The second quarter of 2001 included catastrophe losses of 23 cents per share and goodwill amortization of eight cents per share.
The fully diluted book value per share of the company on June 30 was $24.21, compared with $23.59 at Dec. 31, 2001.
Brian Duperreault, chairman and chief executive officer of ACE Ltd., told National Underwriter that in the coming quarters he foresees pricing remaining solid, and that the company is planning to focus on increasing the number of its insureds and its products. "Organic growth–that's our prime focus," he said.
How long the hard market will last, he said, is difficult to predict, but "it looks to have legs" and the could continue "a couple of years?[or it] could be longer."
In a statement he released, he said the company saw "significant growth in our property and casualty business," recorded its highest quarterly operating income ever, produced a gain in per-share book value, and achieved a 14.6 percent annualized return on average equity "against the backdrop of falling equity markets."

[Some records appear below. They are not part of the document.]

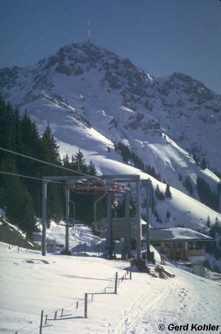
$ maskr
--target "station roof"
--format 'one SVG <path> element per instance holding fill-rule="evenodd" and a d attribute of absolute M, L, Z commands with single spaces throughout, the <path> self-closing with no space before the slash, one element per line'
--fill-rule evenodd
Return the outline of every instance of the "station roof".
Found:
<path fill-rule="evenodd" d="M 146 228 L 142 228 L 142 236 L 145 237 Z M 214 239 L 208 236 L 194 231 L 191 228 L 150 228 L 150 242 L 178 241 L 183 240 L 212 240 Z"/>

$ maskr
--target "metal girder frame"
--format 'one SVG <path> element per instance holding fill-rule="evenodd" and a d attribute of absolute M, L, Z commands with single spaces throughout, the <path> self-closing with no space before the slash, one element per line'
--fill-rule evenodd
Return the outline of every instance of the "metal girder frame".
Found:
<path fill-rule="evenodd" d="M 120 182 L 135 182 L 136 183 L 136 226 L 137 226 L 137 238 L 136 238 L 136 256 L 138 258 L 140 258 L 141 256 L 141 228 L 140 228 L 140 175 L 136 174 L 121 174 L 121 175 L 102 175 L 96 176 L 98 179 L 106 180 L 108 182 L 112 182 L 114 180 L 118 180 Z M 42 182 L 42 255 L 46 255 L 46 184 L 50 180 L 94 180 L 96 178 L 90 176 L 43 176 L 42 178 L 46 179 L 46 180 Z M 66 190 L 66 250 L 69 250 L 69 190 Z M 110 200 L 108 198 L 110 198 Z M 110 206 L 110 208 L 109 208 Z M 108 229 L 106 236 L 106 250 L 108 253 L 110 254 L 112 250 L 112 210 L 111 210 L 111 194 L 108 194 Z M 126 218 L 128 214 L 126 214 Z M 127 218 L 127 220 L 128 220 Z M 128 224 L 128 222 L 126 223 Z M 130 224 L 130 222 L 129 222 Z M 129 234 L 130 235 L 130 234 Z M 108 241 L 107 241 L 108 240 Z M 111 240 L 110 244 L 110 240 Z M 110 248 L 109 248 L 110 247 Z"/>

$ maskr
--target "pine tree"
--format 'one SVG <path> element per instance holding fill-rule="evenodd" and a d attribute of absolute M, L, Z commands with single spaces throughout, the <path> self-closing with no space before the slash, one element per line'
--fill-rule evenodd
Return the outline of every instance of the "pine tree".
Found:
<path fill-rule="evenodd" d="M 165 197 L 167 198 L 172 198 L 172 194 L 170 192 L 169 184 L 166 184 L 166 190 L 165 192 Z"/>
<path fill-rule="evenodd" d="M 202 162 L 200 164 L 200 167 L 203 170 L 206 170 L 206 160 L 204 158 L 202 158 Z"/>
<path fill-rule="evenodd" d="M 74 154 L 74 160 L 78 172 L 86 173 L 87 167 L 85 164 L 86 159 L 84 158 L 84 154 L 79 148 L 78 152 Z"/>

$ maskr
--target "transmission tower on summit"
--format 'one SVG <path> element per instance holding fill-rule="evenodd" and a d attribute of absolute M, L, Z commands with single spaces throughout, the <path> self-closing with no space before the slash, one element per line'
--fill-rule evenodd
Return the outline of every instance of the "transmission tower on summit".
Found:
<path fill-rule="evenodd" d="M 88 22 L 88 42 L 90 42 L 90 21 Z"/>

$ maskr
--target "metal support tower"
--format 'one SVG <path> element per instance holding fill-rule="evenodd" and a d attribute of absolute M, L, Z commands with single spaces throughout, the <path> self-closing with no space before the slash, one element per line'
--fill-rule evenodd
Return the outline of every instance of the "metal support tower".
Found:
<path fill-rule="evenodd" d="M 108 258 L 112 254 L 112 194 L 108 194 L 108 208 L 106 212 L 107 228 L 106 232 L 106 244 L 105 255 Z"/>
<path fill-rule="evenodd" d="M 146 250 L 150 251 L 150 202 L 151 200 L 151 183 L 150 178 L 146 184 Z"/>
<path fill-rule="evenodd" d="M 136 257 L 141 257 L 141 228 L 140 228 L 140 177 L 136 182 Z"/>
<path fill-rule="evenodd" d="M 42 182 L 42 254 L 46 255 L 46 200 L 47 200 L 47 181 Z"/>

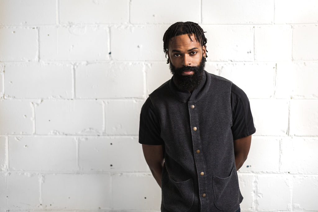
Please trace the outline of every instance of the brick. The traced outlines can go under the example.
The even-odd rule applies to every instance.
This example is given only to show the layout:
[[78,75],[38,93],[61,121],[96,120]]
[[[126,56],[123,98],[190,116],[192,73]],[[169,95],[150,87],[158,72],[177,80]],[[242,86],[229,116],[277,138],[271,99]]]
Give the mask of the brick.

The company said net income declined $27 million for the quarter. Net income for the period ending June 30 was $104 million, compared with $131 million for fiscal 2001.
The company said the figures reflected net realized losses of $125 million and debt prepayment expense of $7 million in the current quarter, compared with net realized gains of $20 million and a non-recurring expense of $4 million in the same quarter in 2001.
Earnings per share, after deducting preferred dividends, was 36 cents for the current quarter, compared with 52 cents for the same quarter last year.
ACE said it incurred net realized losses on investments of $125 million, but had an increase in net unrealized appreciation of $107 million.
Net realized losses for the quarter included $50 million of equity losses, principally from a decrease in the value of synthetic S&P indexed derivatives. ACE also recognized a $30 million loss on the interest rate swaps that are used to manage the duration of its fixed income portfolio. These losses were due to the drop in rates that caused significant unrealized gains in ACE's fixed income portfolio, the carrier said.
As a result of corporate credit events during the quarter, ACE recognized $26 million of impairments on corporate bonds, essentially reclassifying previously reported unrealized losses to a realized loss.
ACE said that net realized losses also include the decline in the market value of credit default swaps, which are reported as realized losses.
Gross premiums written during the quarter increased by 22 percent to $2.9 billion, compared with $2.4 billion for the comparable quarter in 2001. By segment, gross premiums increased 81 percent in Global Reinsurance, 25 percent in Insurance–North American, 21 percent in Financial Products, and 9 percent in Insurance–Overseas General.
Second quarter net premiums written increased by 28 percent to $1.9 billion compared with $1.5 billion for the same period in 2001.
Net premiums written increased 95 percent in Global Reinsurance, 37 percent in Insurance–North American, 20 percent in Financial Products, and 9 percent in Insurance–Overseas General.
During the second quarter, net premiums earned increased by 14 percent to $1.6 billion, compared with $1.4 billion for the same quarter last year. Net premiums earned increased 52 percent in Global Reinsurance, 26 percent in Insurance–North American, 15 percent in Insurance–Overseas General, and declined 23 percent in the Financial Products segment.
The company said underwriting results improved in the latest quarter, with a consolidated combined ratio of 91.5 versus 99.1 in the prior year's quarter.
Second quarter net investment income was $201 million, compared with $196 million for the fiscal 2001 second quarter, ACE noted.
ACE said it has introduced a new financial supplement this quarter that includes more detailed information on individual segment performance, with additional disclosures on reinsurance recoverables, asbestos reserves, and invested assets.
This supplement is posted on its Web site, www.acelimited.com/quarterly.html.